How Your Brain Uses Statistics To Boost Your Confidence

We make many decisions every day, from choosing whether to buy skim or whole milk, to deciding which way to turn at an intersection. How confident you feel about your choices will influence your behaviour.

Call, raise, or fold? How confident you feel about that decision depends a lot on your inner statistician. Image: Julia Kuhl

But that subjective feeling of confidence stems from objective statistical calculations in the brain, according to a new paper in Neuron. This is contrary to prior studies concluding that the brain takes shortcuts when processing decisions — following rules of thumb and making approximations, rather than making precise statistical calculations.

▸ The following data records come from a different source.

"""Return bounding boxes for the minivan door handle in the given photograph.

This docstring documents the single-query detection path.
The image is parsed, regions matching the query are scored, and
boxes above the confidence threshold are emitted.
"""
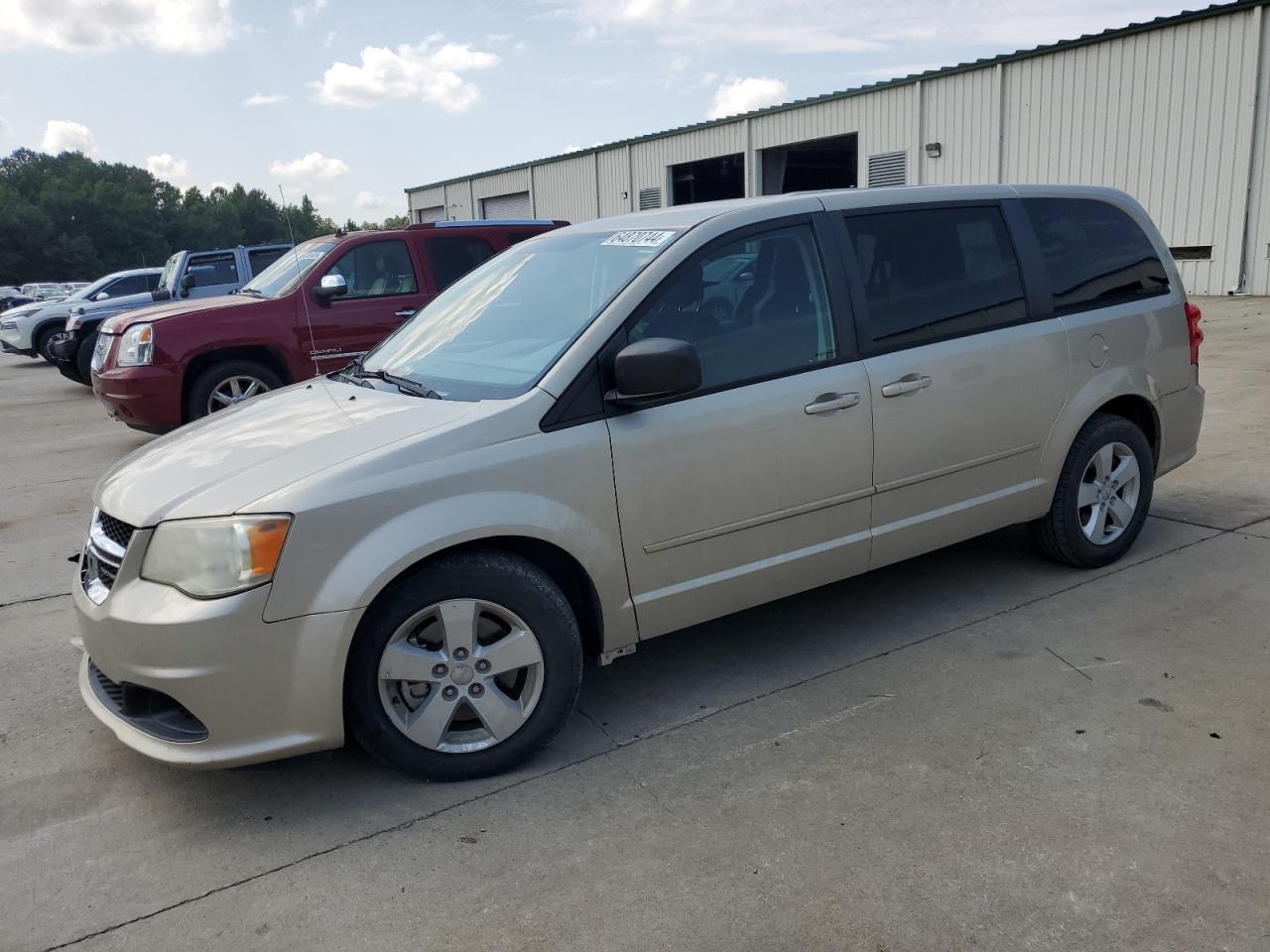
[881,373,931,396]
[803,394,860,414]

The notion of confidence can be tricky to define. There’s the human emotion of feeling confident, of course, but there is also a concept of confidence used in statistics. The latter is something quantifiable that can be precisely calculated. Statisticians typically do this by sampling the data and using that subset to draw conclusions about the entire data set. Google’s AlphaGo uses an algorithm to objectively calculate its confidence in how likely it is that it will win the game at every step, although the way it does that computation is very different from a human brain.

Lead author Adam Kepecs, a neuroscientist at Cold Spring Harbour Laboratory, draws an analogy to poker to illustrate these two faces of confidence. A poker player with a big pot at stake must decide whether to call, raise, or fold. He or she can objectively calculate the odds — the statistical definition of confidence — but that decision also hinges on how the player feels about those odds. We think of the latter as a gut instinct, based in part on the player’s “read” of the other players at the table.

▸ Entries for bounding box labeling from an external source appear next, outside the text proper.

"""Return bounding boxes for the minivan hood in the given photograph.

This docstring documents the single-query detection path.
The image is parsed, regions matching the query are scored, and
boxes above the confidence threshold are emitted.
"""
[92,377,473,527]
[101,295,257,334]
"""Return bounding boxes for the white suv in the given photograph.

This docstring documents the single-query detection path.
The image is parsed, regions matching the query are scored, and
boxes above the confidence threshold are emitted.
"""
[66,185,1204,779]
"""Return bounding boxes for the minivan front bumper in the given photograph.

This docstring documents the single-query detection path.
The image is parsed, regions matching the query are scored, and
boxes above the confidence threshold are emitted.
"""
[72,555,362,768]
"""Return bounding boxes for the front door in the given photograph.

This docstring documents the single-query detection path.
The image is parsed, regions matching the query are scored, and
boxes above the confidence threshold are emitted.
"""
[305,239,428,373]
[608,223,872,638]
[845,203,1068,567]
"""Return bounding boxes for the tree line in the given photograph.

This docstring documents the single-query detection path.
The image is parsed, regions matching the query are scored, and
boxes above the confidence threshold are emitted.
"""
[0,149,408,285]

This latest study aims to quantify the connection between these two definitions. “The feeling of confidence and the objective calculation are related intuitively,” Kepecs said. “But how much so?”

To find out, he and his student, Joshua Sanders, built video games and rounded up human volunteers to play them. The first experiment involved listening to a steady stream of clicking sounds and trying to figure out which of the clicks were faster. Participants rated their confidence in their determinations on a scale of 1 (random guessing) to five (very confident).

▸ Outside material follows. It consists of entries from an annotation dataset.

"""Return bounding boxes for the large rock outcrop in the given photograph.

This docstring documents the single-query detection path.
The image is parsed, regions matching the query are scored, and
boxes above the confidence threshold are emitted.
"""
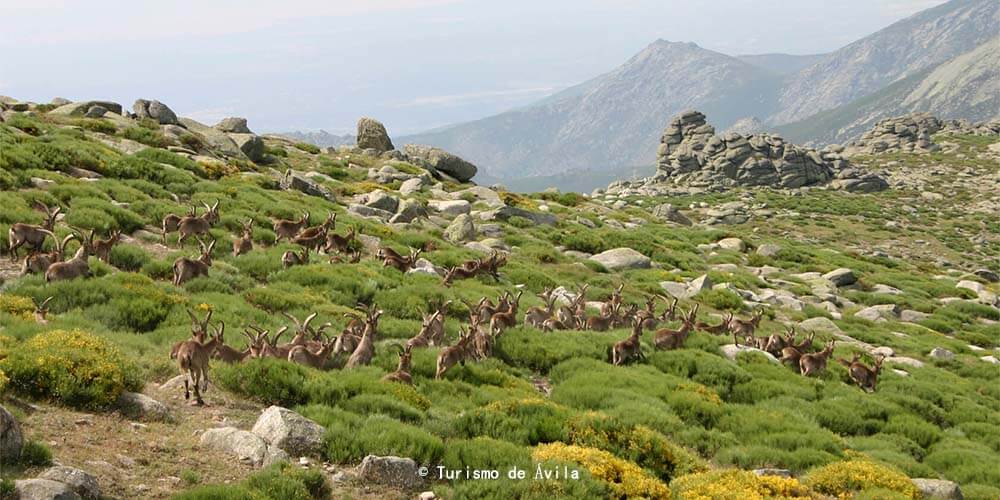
[403,144,479,182]
[654,111,887,188]
[357,117,396,153]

Those self-reports were then compared to the statistical predictions of computer simulations. And they matched, indicating that how the brain produces those subjective confident feelings is very similar to how statistical analysis spots patterns in messy raw data. “This subjective feeling of confidence relies on a statistical computation,” said Kepecs.

One consequence of these new results is that the assumptions behind those earlier studies perhaps should be rethought. “Of course, it’s difficult to claim that people never use shortcuts, because ultimately the full statistical algorithm in complicated decisions has to be approximated somehow,” said Kepecs. “But should this be our foundation for future work?” Perhaps not.

The ultimate goal is to pinpoint the region of the brain where this inner statistician is located, and precisely track just how it processes all that data. According to Kepecs, there is evidence that rats have a sense of confidence, and that certain neurons in rat brains provide a neural basis for that. This latest work hints at a deeper connection between rodent and human behaviour. So as a next step, “We can look at a rat brain and unravel the full circuits that are producing the sense of confidence and controlling associated behaviours,” said Kepecs.

Is it really possible to quantify such a squishy, subjective thing as feeling confident about our choices? Kepecs says it is, thanks to those dual definitions of the concept. “A lot of things that seem less lofty are actually more difficult to study,” he said. “Hunger is much more complicated to define. You can’t ask an animal what hunger is. I actually believe that fundamentally, most of these kinds of ideas in psychology have a related concept that is computational in nature.”